The demand for sustainable investment products and securities that incorporate good environmental, social, and governance (ESG) indicators has increased significantly around the world. In response, investment managers and advisors began to offer various investment options labeled sustainable, supposedly incorporating ESG factors. However, the lack of standardized and precise definitions in relation to ESG topics carries risks. When investment managers and advisors do not formulate clearly and consistently how they define ESG and how they use related terms (especially in retail products or services), they can confuse investors.

In this context, the Division of Examinations of the Securities and Exchange Commission of the United States of America (SEC) issued a risk alert, citing concerns regarding deficiencies, transparency failures, and weaknesses in the internal controls of investment managers and advisers for ESG products. At the same time, the agency recognizes and praises some effective practices that must be disseminated in the industry.

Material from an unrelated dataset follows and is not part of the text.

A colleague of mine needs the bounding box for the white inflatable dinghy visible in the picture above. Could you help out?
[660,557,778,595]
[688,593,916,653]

In its evaluation work, the SEC's Division of Examination took into account: (i) portfolio management, including review of policies and procedures, use of ESG terminology, due diligence and monitoring of investments in ESG topics; (ii) advertising and marketing activities, including review of the company's regulatory files, websites, external certification reports, customer presentations, and marketing materials; and (iii) compliance, including review of policies and procedures, compliance supervision, and review of ESG investment practices.


Among the points of concern and alert, the Division of Examination highlighted situations in which:


  • unfounded or potentially misleading statements were used regarding ESG investment processes and adhering to global ESG classification standards;
  • portfolio management practices were inconsistent with disclosures regarding ESG approaches;
  • controls were inadequate to maintain, monitor, and update clients' ESG-related investment guidelines, mandates, and restrictions;
  • the vote in the governance bodies of the investee companies was inconsistent with the declared approaches and public statements by managers related to ESG;
  • there were inadequate internal controls to ensure that ESG-related disclosures and marketing were consistent with company practices; and
  • compliance programs did not adequately address relevant ESG issues, especially when compliance department professionals had limited knowledge of ESG topics and performance metrics.

Among the ESG best practices observed with investment managers and consultants, the Division of Examination identified concrete cases of policies, procedures, and practices that seemed to be reasonably designed in view of their specific approaches to investment in ESG, highlighting the following:

  • clear, accurate disclosures tailored to company-specific approaches to ESG investment and which have aligned with real business practices;
  • ESG factors that could be considered together with many other factors and contrasted with international ESG standards adopted by evaluating bodies;
  • explanations of how investments were evaluated based on targets set by international ESG standards;
  • policies and procedures that addressed investment in ESG, while dealing with important aspects of the companies' business strategy and operational practices; and
  • professionals from compliance-specific practices related to ESG of companies.

While the SEC's Division of Examination risk alert applies only to U.S. issuers supervised by such entity, Brazilian issuers, managers, and advisors can proactively evaluate the concerns and recommendations raised to mature their measurement, due diligence, internal controls, and disclosure practices related to their ESG products.